Poole's ability to attack the ball is aided by his knowledge of the defense. He is still learning, as a rookie must, but he isn't thinking as much as many rookies need to.
"I have good older players like Madison and Surtain to teach me the nuances of the system," Poole said.
"I have studied hard to learn the system, and it has given me a better opportunity to play at the speed of the game. There are bigger, faster people in the NFL playing with a greater intensity."
It isn't a surprise that Poole feels slighted in being bypassed until the fourth round, but he says he is where he wants to be and proving that he belongs.
"Where I was drafted wasn't a major factor," said Poole who went to high school with NBA stars Lamar Odom and Speedy Claxton. "My dream was to play in the NFL, and as long as I got it, the draft position was important -- but not critical."

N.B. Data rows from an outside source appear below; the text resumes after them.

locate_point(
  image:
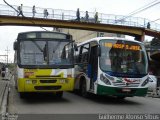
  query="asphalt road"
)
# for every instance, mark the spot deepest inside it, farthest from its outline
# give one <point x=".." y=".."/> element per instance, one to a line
<point x="44" y="105"/>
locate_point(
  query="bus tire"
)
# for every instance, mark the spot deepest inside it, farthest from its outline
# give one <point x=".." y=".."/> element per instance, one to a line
<point x="84" y="92"/>
<point x="121" y="97"/>
<point x="16" y="86"/>
<point x="59" y="94"/>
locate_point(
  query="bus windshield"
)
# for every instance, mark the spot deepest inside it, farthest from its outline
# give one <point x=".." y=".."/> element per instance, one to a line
<point x="39" y="52"/>
<point x="121" y="56"/>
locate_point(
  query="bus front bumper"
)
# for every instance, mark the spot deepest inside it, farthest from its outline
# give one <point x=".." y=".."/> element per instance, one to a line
<point x="121" y="91"/>
<point x="27" y="85"/>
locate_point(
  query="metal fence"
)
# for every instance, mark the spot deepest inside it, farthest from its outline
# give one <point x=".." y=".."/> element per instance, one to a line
<point x="60" y="14"/>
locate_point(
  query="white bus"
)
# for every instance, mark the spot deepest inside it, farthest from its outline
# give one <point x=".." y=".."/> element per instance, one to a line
<point x="44" y="62"/>
<point x="111" y="66"/>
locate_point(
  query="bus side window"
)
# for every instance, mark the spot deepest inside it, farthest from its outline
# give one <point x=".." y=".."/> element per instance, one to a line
<point x="85" y="53"/>
<point x="77" y="54"/>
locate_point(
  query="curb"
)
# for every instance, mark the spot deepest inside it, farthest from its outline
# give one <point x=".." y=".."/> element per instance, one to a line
<point x="4" y="99"/>
<point x="2" y="94"/>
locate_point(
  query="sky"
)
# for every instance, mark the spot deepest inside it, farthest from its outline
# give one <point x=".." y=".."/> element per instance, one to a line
<point x="8" y="34"/>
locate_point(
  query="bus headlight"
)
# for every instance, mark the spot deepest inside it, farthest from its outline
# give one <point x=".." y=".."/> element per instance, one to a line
<point x="105" y="80"/>
<point x="28" y="81"/>
<point x="62" y="81"/>
<point x="34" y="81"/>
<point x="145" y="82"/>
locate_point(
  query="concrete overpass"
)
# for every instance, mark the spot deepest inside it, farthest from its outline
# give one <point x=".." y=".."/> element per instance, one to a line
<point x="66" y="19"/>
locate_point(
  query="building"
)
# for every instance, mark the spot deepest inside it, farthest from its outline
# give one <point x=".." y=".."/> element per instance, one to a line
<point x="82" y="35"/>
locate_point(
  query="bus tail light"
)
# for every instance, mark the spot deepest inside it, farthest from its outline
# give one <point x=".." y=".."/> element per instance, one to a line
<point x="145" y="82"/>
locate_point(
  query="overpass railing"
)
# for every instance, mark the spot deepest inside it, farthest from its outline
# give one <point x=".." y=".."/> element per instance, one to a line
<point x="70" y="15"/>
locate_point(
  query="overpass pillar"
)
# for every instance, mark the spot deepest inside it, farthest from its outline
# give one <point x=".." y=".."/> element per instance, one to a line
<point x="140" y="37"/>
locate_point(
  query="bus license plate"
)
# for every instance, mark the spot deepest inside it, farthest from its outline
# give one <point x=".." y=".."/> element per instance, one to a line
<point x="126" y="90"/>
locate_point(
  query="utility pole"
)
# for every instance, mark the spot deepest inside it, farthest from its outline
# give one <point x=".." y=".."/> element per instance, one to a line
<point x="7" y="50"/>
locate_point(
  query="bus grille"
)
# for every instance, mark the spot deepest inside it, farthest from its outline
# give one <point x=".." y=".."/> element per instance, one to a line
<point x="131" y="92"/>
<point x="47" y="87"/>
<point x="48" y="81"/>
<point x="125" y="84"/>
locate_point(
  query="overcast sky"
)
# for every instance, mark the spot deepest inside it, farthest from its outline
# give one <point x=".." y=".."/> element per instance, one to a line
<point x="8" y="34"/>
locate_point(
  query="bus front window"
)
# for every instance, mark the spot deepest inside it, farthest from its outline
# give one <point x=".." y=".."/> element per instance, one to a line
<point x="123" y="57"/>
<point x="39" y="52"/>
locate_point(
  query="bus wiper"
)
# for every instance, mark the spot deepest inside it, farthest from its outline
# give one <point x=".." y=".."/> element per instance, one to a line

Poole's draft position was affected because some felt his speed wasn't adequate for the position, and others were aware of some off-field problems.
Poole began his college career at Boston College but was kicked off the team in 2001after stealing computer equipment from another student.
"Nobody is perfect," Poole said, "but I have tried to learn from my mistake. I'm also trying to get better every day as a player. Speed isn't always measured in someone's feet. You can make up for a lot of steps with knowing where to go."
It is also easier for coaches to focus less on a player's speed when he comes up with the football as often as Poole. He led the Trojans with seven interceptions last year and had 80 tackles with four fumbles caused and two recovered.
"For him, going after the ball is like second nature," Surtain said. "All of us are after the ball. The difference with him is he usually gets it."